O escritor e político britânico Benjamin Disraeli (1804-1881), em 1845, descreve a divisão social causada na Inglaterra, por ocasião da instalação do sistema fabril: “Duas nações; entre as quais não há intercâmbio nem simpatia; que ignoram os hábitos, ideias e sentimentos uma da outra, como se habitassem zonas diferentes, são alimentadas com comida diferente, têm maneiras diferentes, e não são governadas pelas mesmas leis” (DISRAELI apud HUBERMAN, 1985, p. 188).

O desemprego – urge que se destaque – não tomou de assalto apenas os artesãos, mas principalmente os camponeses que, por sua vez, acabaram por se tornar “mendigos, vagabundos, ladrões” (HUBERMAN, 1985, p. 174). Além do fechamento de terras e elevação dos arrendamentos ocorridos no Século XVI, houve um maciço fechamento de terras no Século XVIII e início do Século XIX (HUBERMAN, 1985, p. 167-182). Nesta segunda oportunidade, os fechamentos foram realizados sob o império da lei: “‘Leis de Fechamento’ baixadas por um governo de latifundiários e para os latifundiários eram a ordem do dia. O trabalhador com terra tornou-se o trabalhador sem terra – pronto, portanto, a ir para a indústria como assalariado” (HUBERMAN, 1985, p. 175).

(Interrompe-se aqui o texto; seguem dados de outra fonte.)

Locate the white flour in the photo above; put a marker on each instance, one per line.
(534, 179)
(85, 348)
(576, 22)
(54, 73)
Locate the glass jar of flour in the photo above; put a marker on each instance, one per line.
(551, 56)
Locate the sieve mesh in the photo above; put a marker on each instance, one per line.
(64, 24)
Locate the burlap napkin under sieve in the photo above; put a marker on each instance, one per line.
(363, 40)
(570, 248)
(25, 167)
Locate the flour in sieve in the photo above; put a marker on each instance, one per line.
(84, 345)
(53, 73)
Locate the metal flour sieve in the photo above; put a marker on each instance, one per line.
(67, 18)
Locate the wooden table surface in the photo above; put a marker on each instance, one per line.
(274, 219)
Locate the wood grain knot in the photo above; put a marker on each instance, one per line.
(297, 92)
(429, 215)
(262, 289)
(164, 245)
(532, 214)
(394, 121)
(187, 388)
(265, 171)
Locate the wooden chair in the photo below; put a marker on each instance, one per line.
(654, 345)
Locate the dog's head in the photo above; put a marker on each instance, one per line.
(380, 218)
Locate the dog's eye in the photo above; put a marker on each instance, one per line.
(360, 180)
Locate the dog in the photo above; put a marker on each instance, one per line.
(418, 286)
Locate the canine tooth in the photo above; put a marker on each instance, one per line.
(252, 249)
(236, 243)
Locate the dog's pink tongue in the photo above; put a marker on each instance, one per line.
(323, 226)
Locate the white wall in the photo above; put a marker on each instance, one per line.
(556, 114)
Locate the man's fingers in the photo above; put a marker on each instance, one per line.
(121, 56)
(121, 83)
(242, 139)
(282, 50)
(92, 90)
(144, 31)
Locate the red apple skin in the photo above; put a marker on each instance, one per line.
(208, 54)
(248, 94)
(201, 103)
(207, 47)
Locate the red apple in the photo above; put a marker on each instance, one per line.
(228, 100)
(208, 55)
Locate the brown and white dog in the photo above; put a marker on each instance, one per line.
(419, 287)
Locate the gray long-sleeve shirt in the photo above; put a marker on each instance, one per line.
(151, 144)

A Revolução Francesa de 1789, por sua vez, através da qual a vitoriosa classe média francesa (burguesia) conquistou a liberdade de mercado (liberalismo econômico), foi o golpe fatal na velha ordem feudal[3] (HUBERMAN, 1985, p. 164). O feudalismo que acabara de ser desmontado opunha, na França, duas classes privilegiadas (clero e nobreza, respectivamente chamadas de Primeiro Estado e Segundo Estado) a uma classe sem privilégios (o povo, chamado de Terceiro Estado). De uma população de 25 milhões de habitantes, o clero e a nobreza contabilizavam cerca de 130.000 e 140.000 membros, respectivamente; o povo, o restante. O Terceiro Estado (quase 99% da população!), por sua vez, era constituído de uma elite econômica (a burguesia), composta de cerca de 250.000 membros, artesãos (2,5 milhões) e uma grande maioria de camponeses (HUBERMAN, 1985, p. 156).

Dos três emblemas do lema da Revolução Francesa – Liberdade, Igualdade e Fraternidade – obteve-se êxito apenas no tocante ao primeiro, ainda assim, restrito especialmente à classe que tomou o poder. A burguesia – composta de escritores, doutores, professores, advogados, juízes, mercadores, fabricantes, banqueiros, ou seja, as classes educadas e abastadas –, após a conquista da liberdade de mercado[4] e do poder político, conseguiu estender, através do famoso e influente Código Civil de 1804[5], a sua ideologia[6] por toda a França e por todos os países conquistados por Napoleão Bonaparte – cerca de 1/3 de toda a Europa (HUBERMAN, 1985, p. 156-163).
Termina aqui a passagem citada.